Masterchef Australia 2018 contestant Chef Loki Madireddi talks to us about his interesting journey.
Loki Madireddi was born in Mysore, India and grew up in Chennai, India. He has always been interested in food and says his earliest memory of food was when he was a six-year-old child cooking crab in the garden with his grandmother and mother. All his adventures and stories growing up are about food in some way. “I never excelled in my studies and fell from the third floor of my building while playing at the age of 8. I survived. During the long recovery period, I often cooked at home with my family. At 19, I wanted to go to culinary school, but due to family pressure, I couldn’t. I ended up studying information technology and moved to Australia for further education. I worked a variety of jobs but never felt the passion I feel when I cook for others. At the age of 35, I finally quit my job, applied to MasterChef Australia and managed to get selected,” he says. After his journey with MasterChef Australia, Chef Loki spent a month at the popular Gaggan restaurant in Bangkok, which further sealed his love for working in a professional kitchen. He then organised a series of pop-ups in Melbourne, Australia, where over 1500 people sampled some of his signature dishes.
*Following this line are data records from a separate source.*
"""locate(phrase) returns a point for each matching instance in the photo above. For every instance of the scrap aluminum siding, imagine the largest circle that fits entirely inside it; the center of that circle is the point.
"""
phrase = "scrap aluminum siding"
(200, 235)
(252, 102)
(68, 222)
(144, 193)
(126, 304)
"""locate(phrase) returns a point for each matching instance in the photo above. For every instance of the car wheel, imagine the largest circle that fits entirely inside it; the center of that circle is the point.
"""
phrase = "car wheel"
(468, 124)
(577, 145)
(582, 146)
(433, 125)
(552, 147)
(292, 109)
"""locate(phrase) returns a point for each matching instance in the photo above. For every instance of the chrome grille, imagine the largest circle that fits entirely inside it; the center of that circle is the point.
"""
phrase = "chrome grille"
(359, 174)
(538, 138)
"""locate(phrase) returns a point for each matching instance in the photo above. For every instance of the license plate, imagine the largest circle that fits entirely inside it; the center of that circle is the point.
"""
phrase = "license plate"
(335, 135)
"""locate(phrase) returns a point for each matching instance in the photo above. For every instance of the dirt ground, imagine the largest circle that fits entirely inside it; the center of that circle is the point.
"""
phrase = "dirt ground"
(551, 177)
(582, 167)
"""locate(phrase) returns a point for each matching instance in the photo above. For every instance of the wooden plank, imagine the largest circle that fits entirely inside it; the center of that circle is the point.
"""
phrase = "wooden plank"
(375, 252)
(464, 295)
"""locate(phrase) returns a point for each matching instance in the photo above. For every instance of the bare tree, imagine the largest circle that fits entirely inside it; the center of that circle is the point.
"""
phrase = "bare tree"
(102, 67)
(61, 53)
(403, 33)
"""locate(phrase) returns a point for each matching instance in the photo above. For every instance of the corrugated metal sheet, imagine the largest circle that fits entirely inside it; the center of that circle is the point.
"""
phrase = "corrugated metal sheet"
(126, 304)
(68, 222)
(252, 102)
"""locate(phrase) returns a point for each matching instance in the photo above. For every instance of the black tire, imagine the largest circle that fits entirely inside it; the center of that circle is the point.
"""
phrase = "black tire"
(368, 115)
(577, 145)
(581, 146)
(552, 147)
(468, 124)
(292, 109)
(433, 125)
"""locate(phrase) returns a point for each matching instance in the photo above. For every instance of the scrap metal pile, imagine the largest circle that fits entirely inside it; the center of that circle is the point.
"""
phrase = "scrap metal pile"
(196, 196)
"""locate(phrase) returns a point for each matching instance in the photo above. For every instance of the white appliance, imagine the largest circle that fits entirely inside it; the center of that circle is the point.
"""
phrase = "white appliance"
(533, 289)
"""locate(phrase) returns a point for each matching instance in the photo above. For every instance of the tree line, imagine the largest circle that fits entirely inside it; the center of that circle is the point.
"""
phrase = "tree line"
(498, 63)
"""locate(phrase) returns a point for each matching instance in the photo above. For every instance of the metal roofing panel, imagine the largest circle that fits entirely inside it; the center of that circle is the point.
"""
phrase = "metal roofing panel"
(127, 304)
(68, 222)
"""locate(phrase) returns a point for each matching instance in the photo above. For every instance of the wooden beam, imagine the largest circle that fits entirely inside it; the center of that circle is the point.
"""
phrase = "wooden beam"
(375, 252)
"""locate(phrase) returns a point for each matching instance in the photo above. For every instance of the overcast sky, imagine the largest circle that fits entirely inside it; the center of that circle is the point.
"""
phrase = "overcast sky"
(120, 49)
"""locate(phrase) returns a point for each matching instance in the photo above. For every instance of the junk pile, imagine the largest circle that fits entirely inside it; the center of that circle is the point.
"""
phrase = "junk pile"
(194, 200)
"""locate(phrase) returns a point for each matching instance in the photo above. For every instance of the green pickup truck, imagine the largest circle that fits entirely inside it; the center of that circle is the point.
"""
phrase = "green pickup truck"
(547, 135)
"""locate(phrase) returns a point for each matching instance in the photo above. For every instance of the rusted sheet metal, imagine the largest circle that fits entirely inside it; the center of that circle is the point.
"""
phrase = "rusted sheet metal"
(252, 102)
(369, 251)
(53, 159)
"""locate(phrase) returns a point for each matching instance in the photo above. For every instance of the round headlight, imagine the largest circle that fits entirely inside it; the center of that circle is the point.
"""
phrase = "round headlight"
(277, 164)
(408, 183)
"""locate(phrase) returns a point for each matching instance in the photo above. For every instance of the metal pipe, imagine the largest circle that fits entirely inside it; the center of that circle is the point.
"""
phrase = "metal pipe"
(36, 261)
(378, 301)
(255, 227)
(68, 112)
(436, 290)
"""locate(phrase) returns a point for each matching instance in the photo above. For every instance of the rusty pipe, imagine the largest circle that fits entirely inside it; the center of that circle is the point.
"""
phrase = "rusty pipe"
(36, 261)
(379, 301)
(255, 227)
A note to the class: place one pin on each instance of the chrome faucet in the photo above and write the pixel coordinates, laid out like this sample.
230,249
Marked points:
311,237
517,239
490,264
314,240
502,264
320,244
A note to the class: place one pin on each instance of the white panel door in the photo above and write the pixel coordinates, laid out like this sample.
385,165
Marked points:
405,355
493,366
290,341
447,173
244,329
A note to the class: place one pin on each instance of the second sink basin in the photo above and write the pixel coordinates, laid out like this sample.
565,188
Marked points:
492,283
His signature dishes include Pepper Chicken, Prawn Masala, Crab Curry, and for the past year and a half he has been working on Indian regional dishes to showcase for the modern palette. These dishes include Mirchi Bhaji 2020, MLA Pesarattu with 3-way chutney, Cauliflower Biriyani. Last year, he moved to Bali, Indonesia with his wife and son and immersed himself in discovering new spices and understanding how his dishes could find expression by combining what he knows well and what he is now learning. The talented chef also organised a food retreat in Binsar, Uttarkhand last year, where he went foraging and created dishes that celebrated local ingredients and produce. He intends to conduct more such retreats in the future. He is also passionate about creating an ecosystem to support aspiring culinary creators and dreamers. With this in mind, Chef Loki Madireddi has launched The Fellowship with Loki, which is currently in its second year. Last year, Abinas Nayak was the first recipient of the Fellowship – at the time, Abinas was a home cook working in the IT industry.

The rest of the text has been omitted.